Are language models good at making predictions?

Nov 2023

Is this good?
Does it depend on the area?
Is there more to life than calibration?
Is there more to life than refinement?

To get a crude answer to this question, we took 5000 questions from Manifold markets that were resolved after GPT-4’s current knowledge cutoff of Jan 1, 2022. We gave the text of each of them to GPT-4, along with these instructions:

You are an expert superforecaster, familiar with the work of Tetlock and others. For each question in the following json block, make a prediction of the probability that the question will be resolved as true.

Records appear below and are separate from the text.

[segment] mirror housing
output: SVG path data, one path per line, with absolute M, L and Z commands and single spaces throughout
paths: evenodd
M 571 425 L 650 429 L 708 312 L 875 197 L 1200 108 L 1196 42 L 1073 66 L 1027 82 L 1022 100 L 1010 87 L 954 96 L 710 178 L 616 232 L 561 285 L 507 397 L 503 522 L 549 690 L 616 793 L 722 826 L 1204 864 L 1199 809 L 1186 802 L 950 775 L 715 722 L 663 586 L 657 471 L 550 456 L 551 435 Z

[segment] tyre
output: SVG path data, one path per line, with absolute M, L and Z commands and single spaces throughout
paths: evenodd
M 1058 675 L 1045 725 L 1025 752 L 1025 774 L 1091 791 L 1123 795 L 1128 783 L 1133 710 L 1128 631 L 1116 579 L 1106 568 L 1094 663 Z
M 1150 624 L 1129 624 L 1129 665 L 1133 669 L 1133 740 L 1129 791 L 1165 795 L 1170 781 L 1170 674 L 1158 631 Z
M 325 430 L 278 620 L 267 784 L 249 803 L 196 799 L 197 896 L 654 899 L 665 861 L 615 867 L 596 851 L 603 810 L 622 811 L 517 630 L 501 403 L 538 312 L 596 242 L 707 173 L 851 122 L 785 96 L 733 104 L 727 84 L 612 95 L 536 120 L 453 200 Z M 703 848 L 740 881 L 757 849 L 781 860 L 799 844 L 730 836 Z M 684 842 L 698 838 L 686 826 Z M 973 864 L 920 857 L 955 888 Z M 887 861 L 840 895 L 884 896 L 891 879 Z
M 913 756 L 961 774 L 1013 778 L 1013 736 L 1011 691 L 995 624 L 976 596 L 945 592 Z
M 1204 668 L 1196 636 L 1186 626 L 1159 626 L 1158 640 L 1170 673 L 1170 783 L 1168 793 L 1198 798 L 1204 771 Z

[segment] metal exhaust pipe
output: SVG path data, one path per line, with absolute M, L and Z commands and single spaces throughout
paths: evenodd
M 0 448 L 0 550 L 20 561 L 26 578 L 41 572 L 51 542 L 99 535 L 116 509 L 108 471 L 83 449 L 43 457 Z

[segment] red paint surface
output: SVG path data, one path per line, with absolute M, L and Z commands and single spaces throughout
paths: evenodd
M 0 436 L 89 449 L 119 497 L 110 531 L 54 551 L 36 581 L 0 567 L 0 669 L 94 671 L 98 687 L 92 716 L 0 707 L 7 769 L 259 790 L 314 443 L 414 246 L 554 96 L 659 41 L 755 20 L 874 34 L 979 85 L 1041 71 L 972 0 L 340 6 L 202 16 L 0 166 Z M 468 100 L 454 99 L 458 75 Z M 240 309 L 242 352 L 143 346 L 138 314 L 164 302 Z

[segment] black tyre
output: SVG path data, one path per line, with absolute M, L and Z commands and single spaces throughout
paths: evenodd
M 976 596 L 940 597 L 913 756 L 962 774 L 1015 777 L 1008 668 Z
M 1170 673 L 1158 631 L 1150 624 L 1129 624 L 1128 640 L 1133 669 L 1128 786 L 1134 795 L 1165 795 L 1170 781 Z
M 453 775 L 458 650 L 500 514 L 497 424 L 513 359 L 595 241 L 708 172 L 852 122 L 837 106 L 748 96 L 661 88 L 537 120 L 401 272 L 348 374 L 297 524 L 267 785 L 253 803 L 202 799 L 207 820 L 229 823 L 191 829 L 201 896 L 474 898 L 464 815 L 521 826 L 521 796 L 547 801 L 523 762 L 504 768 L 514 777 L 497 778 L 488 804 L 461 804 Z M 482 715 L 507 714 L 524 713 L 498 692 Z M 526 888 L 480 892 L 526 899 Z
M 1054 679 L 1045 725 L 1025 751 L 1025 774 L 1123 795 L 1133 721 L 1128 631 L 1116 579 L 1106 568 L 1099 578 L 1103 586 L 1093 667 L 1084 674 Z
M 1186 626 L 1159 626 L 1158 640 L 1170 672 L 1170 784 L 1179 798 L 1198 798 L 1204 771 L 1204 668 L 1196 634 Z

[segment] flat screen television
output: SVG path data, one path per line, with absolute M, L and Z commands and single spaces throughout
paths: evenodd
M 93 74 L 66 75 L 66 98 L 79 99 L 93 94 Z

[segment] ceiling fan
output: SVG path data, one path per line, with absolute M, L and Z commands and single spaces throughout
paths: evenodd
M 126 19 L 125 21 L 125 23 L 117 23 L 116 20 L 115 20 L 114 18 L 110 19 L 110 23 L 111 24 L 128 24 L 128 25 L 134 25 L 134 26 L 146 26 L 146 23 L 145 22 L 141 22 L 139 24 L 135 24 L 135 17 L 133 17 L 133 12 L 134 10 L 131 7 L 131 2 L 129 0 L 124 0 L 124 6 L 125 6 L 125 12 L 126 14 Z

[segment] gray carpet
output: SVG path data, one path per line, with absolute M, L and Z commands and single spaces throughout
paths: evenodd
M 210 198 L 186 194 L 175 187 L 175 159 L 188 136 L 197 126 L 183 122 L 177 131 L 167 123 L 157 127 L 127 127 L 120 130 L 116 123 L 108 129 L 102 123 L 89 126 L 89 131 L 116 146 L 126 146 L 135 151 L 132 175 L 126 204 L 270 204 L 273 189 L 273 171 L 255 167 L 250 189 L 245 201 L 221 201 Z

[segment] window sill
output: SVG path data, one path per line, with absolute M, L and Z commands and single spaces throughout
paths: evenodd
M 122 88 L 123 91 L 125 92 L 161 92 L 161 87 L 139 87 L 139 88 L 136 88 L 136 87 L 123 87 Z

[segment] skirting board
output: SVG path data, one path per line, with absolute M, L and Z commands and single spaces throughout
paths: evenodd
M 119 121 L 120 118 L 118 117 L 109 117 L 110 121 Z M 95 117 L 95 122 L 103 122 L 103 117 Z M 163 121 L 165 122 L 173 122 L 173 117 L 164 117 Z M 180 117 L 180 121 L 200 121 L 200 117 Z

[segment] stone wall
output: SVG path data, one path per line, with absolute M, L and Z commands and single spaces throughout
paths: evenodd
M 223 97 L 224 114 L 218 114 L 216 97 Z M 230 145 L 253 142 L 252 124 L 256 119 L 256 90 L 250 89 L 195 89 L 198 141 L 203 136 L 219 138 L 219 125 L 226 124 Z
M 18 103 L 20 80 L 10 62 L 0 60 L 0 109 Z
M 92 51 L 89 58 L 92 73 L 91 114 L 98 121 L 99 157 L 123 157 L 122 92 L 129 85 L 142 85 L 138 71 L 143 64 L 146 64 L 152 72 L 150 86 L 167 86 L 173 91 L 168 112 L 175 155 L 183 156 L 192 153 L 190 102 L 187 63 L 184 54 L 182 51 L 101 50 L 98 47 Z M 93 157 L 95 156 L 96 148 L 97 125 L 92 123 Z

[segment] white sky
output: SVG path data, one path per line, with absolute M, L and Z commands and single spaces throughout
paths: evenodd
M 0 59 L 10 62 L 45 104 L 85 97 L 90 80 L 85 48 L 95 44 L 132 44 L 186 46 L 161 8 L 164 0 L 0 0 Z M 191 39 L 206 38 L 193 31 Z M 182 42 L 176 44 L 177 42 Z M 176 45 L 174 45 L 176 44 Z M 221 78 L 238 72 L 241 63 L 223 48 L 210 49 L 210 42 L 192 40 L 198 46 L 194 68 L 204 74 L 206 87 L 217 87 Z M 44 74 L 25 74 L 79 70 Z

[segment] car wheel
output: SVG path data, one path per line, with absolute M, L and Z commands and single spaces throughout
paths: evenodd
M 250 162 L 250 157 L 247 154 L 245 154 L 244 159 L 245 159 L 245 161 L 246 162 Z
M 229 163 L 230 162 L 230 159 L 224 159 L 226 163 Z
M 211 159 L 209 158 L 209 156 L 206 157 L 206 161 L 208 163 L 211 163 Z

Also you must determine category of the question. Some examples include: Sports, American politics, Science etc. Use make_predictions function to record your decisions. You MUST give a probability estimate between 0 and 1 UNDER ALL CIRCUMSTANCES. If for some reason you can’t answer, pick the base rate, but return a number between 0 and 1.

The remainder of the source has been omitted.